Néanmoins, pour lever les tabous, il faut en parler – au moins avec des professionnels de la santé – insistent les trois médecins spécialistes, afin d’éviter que le cancer ne dégénère, se propage, provoque de grandes souffrances et qu’on n’arrive pas à le soigner. Il faut aussi éduquer. Par exemple, le fait de savoir que jusqu’à 75 % de la population sexuellement active aura au moins une infection au VPH dans la région anogénitale durant sa vie permet «de dédramatiser et de déculpabiliser, parce que le VPH est juste un marqueur de sexualité, point», souligne le Dr Sauthier.
En plus d’avoir des répercussions sur la vie en général (douleurs pour aller aux toilettes), ces cancers ont des conséquences psychologiques. «Toutes sortes de cancers prêtent au jugement et au rire en coin, parce que les gens se disent: « Mais qu’ont-ils fait? »» constate Violaine Dasseville, psychologue et art-thérapeute, dont l’oncologie fait partie du champ d’expertise. «Même un cancer de la gorge, parce qu’il est souvent lié au VPH, peut avoir l’air honteux.» En plus du diagnostic, les patients sont confrontés à des situations gênantes (comme exposer leurs parties intimes au médecin) et se disent: «Qu’est-ce que les autres vont penser?»

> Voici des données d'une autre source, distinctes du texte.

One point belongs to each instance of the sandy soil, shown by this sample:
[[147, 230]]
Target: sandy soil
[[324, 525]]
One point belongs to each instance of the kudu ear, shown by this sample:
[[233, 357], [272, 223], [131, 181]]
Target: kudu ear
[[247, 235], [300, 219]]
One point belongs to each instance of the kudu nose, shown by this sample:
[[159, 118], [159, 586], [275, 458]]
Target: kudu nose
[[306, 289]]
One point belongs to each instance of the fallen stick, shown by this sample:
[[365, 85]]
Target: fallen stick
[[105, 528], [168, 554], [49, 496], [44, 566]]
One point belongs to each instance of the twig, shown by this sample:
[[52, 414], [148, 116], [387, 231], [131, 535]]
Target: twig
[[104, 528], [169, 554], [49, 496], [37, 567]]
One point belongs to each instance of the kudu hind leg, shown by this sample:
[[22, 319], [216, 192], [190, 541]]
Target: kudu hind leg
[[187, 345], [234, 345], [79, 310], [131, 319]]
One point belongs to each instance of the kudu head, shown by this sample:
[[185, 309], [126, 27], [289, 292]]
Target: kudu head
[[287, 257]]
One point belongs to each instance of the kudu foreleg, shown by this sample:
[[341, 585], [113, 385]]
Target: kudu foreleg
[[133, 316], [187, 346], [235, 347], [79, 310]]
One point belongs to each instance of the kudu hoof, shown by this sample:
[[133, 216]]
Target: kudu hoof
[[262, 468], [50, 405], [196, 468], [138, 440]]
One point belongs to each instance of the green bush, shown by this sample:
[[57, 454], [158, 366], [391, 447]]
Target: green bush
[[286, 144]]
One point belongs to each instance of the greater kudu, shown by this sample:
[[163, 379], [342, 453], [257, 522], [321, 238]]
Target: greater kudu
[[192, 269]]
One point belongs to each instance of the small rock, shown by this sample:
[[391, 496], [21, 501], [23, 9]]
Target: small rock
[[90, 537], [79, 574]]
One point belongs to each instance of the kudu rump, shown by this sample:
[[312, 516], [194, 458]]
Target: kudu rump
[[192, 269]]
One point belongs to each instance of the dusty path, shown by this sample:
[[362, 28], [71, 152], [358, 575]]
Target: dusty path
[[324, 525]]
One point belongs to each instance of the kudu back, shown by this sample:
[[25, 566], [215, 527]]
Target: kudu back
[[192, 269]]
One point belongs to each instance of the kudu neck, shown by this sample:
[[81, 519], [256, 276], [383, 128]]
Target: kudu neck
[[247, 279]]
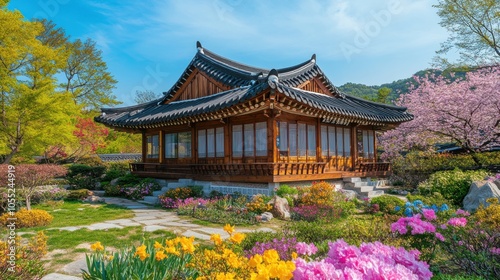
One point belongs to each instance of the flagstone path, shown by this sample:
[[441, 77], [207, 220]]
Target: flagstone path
[[151, 219]]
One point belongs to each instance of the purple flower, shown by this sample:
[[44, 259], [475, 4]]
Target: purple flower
[[439, 236], [369, 261], [306, 249], [457, 222], [429, 214]]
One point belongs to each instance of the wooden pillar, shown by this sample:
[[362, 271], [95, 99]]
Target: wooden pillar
[[272, 135], [161, 144], [228, 142], [318, 141], [354, 147], [194, 144], [144, 146]]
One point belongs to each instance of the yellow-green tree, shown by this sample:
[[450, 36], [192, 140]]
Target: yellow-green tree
[[33, 114], [474, 27]]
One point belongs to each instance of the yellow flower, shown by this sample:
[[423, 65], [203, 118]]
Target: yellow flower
[[97, 246], [141, 252], [229, 229], [170, 243], [237, 238], [225, 276], [187, 244], [172, 250], [255, 260], [160, 255], [157, 245], [216, 239], [270, 256]]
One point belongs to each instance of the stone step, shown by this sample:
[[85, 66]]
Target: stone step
[[157, 193], [373, 193], [162, 182], [186, 182], [359, 189], [175, 185], [150, 200], [352, 179], [356, 184]]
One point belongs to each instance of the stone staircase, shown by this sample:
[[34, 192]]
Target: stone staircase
[[365, 187]]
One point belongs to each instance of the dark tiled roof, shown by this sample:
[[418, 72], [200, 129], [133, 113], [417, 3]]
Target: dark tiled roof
[[248, 82], [348, 106], [156, 113], [234, 74], [120, 157]]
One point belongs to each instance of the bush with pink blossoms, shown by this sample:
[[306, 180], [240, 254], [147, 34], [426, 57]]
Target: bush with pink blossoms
[[468, 246], [284, 246], [369, 261]]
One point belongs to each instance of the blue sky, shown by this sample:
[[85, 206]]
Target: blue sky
[[147, 44]]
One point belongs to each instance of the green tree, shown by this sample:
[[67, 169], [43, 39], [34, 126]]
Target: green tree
[[86, 76], [474, 27], [145, 96], [33, 115]]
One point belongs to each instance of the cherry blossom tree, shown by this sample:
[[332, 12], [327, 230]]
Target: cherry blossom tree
[[463, 111]]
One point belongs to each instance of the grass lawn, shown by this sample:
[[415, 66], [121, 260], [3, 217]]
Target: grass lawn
[[76, 213]]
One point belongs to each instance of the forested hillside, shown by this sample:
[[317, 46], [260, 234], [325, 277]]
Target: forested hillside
[[397, 87]]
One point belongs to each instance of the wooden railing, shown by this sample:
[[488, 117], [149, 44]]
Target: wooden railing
[[374, 166], [234, 169]]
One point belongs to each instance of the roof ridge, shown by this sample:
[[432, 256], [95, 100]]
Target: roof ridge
[[132, 107]]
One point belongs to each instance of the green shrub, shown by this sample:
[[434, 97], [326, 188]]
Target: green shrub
[[387, 203], [215, 194], [113, 174], [219, 216], [453, 185], [286, 190], [28, 218], [77, 194], [129, 180], [29, 263], [81, 176], [110, 190], [259, 236], [185, 192], [432, 199]]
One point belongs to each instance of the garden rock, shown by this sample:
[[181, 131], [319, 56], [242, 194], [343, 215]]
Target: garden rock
[[478, 193], [266, 216], [94, 199], [350, 194], [281, 209]]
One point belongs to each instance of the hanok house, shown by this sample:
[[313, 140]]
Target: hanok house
[[224, 121]]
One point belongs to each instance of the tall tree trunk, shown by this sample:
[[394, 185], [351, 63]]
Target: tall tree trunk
[[476, 159], [8, 158], [28, 202]]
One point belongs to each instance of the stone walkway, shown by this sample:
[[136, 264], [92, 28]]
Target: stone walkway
[[151, 219]]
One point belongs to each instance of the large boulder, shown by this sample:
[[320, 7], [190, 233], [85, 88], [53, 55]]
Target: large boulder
[[478, 193], [281, 209]]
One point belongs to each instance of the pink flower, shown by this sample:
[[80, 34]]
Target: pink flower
[[306, 249], [429, 214], [461, 212], [458, 222], [495, 251], [415, 223], [439, 236]]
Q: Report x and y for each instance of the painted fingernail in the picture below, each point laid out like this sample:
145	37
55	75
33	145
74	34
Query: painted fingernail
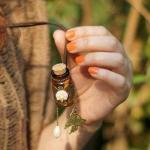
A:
71	46
93	70
70	35
79	59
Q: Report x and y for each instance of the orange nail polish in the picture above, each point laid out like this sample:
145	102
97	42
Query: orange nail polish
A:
93	70
71	46
70	35
79	59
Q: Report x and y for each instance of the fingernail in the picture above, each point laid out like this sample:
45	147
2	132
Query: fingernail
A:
79	59
71	46
93	70
70	35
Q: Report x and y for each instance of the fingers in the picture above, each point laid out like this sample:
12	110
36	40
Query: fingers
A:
101	59
94	43
59	38
114	79
85	31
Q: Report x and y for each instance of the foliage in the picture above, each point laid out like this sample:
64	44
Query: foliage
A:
114	15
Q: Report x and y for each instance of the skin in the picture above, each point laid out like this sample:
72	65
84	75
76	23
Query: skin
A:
99	91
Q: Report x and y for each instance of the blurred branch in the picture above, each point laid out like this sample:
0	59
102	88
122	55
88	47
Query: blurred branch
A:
141	9
132	23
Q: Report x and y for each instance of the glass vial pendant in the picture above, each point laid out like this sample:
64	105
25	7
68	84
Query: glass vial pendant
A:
62	85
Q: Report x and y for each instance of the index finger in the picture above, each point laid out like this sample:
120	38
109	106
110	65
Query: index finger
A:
84	31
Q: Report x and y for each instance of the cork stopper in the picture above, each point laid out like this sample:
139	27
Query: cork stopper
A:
59	69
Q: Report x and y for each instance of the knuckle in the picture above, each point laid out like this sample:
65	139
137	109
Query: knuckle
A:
103	29
120	60
113	43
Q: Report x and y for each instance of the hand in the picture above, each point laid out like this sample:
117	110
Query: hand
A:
100	69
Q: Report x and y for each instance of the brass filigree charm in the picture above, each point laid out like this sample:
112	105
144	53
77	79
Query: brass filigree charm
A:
74	121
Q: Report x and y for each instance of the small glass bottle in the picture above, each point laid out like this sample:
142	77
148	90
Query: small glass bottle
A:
62	85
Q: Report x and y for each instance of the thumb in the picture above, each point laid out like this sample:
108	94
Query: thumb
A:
59	38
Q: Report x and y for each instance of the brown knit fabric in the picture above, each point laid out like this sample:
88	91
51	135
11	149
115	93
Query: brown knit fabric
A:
24	70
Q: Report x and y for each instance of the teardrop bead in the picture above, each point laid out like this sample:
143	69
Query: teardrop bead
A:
57	132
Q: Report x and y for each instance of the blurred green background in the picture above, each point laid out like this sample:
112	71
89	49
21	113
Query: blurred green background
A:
128	128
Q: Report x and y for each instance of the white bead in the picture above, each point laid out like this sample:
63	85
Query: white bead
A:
61	95
57	132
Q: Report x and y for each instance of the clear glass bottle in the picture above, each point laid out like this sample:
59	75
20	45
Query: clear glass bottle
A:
62	85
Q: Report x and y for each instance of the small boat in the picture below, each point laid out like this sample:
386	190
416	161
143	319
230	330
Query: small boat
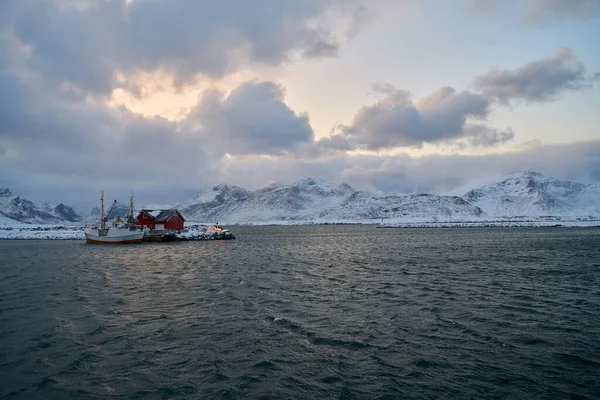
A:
216	228
120	233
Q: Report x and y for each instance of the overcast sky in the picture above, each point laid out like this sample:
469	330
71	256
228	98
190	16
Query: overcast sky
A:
169	97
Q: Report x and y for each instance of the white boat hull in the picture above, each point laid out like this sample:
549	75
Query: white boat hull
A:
113	236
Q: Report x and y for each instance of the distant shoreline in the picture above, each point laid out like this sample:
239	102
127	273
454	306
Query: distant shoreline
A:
40	232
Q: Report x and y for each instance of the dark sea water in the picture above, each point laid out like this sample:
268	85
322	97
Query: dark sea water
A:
348	312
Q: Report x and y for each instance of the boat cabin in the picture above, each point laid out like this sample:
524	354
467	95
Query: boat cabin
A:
170	219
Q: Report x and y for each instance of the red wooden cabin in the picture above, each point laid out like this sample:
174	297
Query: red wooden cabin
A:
170	219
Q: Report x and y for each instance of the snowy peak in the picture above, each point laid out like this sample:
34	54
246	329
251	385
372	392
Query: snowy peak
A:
26	211
532	194
319	187
274	203
66	213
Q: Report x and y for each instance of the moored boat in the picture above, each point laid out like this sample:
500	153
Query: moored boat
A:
120	233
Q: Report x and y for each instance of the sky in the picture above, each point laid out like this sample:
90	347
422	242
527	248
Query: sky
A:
171	97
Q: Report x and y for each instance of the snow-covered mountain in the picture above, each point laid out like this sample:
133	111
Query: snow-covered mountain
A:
25	211
112	210
315	200
524	194
533	194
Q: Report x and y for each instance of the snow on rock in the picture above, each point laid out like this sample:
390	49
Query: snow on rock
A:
317	201
301	200
26	211
534	194
309	201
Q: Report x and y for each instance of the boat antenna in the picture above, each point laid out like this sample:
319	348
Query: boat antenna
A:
102	226
130	211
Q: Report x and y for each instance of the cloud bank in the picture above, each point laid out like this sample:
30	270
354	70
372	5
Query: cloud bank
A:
61	141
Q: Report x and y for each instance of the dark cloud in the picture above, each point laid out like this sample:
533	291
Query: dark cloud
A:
87	44
252	119
395	121
537	81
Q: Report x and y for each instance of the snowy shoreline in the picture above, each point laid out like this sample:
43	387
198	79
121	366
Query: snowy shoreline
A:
29	232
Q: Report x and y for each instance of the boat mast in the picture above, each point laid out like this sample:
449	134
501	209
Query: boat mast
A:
102	226
130	211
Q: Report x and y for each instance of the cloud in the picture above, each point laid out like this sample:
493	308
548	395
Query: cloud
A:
437	173
395	121
538	12
537	81
252	119
86	43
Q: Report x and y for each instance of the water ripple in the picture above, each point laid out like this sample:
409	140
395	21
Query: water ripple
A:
346	312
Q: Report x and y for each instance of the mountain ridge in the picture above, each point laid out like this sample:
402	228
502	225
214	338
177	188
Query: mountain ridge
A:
310	200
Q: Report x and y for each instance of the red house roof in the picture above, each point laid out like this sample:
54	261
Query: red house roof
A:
162	215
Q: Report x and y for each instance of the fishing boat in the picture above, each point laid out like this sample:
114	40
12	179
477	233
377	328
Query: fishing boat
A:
121	232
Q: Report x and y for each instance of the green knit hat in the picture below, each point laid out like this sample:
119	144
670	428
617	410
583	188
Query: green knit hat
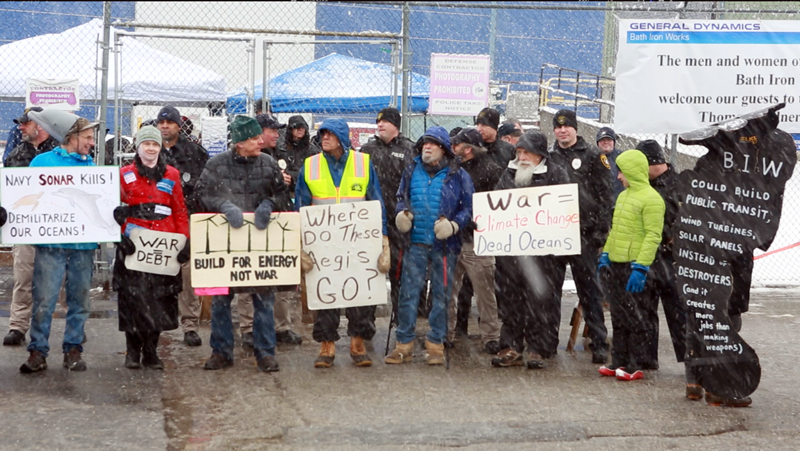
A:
244	128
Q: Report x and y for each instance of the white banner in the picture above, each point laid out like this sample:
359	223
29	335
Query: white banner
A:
222	256
52	205
675	76
156	252
543	220
344	241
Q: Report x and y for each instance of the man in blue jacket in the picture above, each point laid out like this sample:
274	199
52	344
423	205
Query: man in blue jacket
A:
434	202
55	261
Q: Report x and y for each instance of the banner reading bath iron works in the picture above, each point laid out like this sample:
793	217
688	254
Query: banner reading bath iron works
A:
222	256
55	205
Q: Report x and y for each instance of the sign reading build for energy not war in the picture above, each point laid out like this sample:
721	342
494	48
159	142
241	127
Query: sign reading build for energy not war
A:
528	221
222	256
344	241
52	205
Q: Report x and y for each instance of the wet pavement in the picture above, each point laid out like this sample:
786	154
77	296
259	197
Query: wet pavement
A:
471	406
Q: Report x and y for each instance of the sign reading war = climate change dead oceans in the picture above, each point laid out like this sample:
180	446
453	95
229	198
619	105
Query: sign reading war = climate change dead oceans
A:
52	205
528	221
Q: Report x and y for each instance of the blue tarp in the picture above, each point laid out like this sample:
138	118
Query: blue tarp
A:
334	84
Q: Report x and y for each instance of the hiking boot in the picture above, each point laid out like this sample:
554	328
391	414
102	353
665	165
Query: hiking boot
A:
400	354
217	362
435	353
506	358
192	339
36	362
73	360
492	347
327	352
247	340
358	352
13	338
267	364
288	337
535	361
714	400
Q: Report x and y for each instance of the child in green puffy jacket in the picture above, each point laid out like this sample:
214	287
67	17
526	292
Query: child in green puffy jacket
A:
624	264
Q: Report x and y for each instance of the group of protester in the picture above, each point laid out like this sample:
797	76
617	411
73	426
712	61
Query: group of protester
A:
425	190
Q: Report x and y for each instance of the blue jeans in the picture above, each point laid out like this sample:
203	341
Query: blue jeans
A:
415	265
263	325
49	268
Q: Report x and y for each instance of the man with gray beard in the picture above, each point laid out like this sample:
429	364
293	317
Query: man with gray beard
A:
529	286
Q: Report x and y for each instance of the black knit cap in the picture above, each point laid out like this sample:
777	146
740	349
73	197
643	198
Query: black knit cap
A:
653	151
565	117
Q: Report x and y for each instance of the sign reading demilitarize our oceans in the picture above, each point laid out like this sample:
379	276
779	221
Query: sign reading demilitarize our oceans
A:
459	84
222	256
344	241
694	73
51	205
528	221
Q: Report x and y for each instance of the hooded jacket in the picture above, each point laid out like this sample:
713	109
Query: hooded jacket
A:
638	215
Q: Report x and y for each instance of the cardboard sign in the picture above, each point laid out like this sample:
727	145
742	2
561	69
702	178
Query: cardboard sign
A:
344	241
156	252
528	221
53	205
222	256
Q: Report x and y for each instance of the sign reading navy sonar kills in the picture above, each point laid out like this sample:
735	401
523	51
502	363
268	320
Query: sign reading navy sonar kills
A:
732	204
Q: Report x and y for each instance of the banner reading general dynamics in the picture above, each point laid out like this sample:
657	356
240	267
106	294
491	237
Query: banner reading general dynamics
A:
675	76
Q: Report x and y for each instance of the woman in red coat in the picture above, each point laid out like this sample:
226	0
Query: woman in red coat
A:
148	303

Pour toute personne anxieuse socialement ou ayant des difficultés avec l’estime de soi, la psychologue suggère de consulter, d’autant plus si le cancer réveille un traumatisme passé, un abus sexuel notamment. «Ça vient compliquer le rapport au corps que ces patients peuvent avoir.
Appeler un chat un chat… ou pas!
Un cancer, c’est difficile à traverser, poursuit Violaine Dasseville. «Il faudrait en plus que les gens disent la vérité toute crue sur ce qui leur arrive? On n’a pas besoin de tout dire, à moins de savoir qu’on sera accueilli. Sinon, pourquoi se faire du mal? Il faut prendre soin de soi. On ne peut pas mener toutes les guerres!» La psychologue suggère d’essayer de trouver des façons, avec les gens aux prises avec ces types de cancers, de construire un discours autour de leur maladie leur permettant de se sentir à l’aise, de la porter socialement.
«Les thérapies brèves orientées vers les solutions peuvent être très aidantes. Quand il s’agit de cancers mutilants, il y a tout un travail à faire sur l’acceptation, sur l’image corporelle, sur comment réinvestir cette zone autrement dans la sexualité.» Les démarches en art-thérapie peuvent s’avérer bénéfiques. «On travaille l’image du corps et on apprend à le réapprivoiser, à se le réapproprier par le modelage.»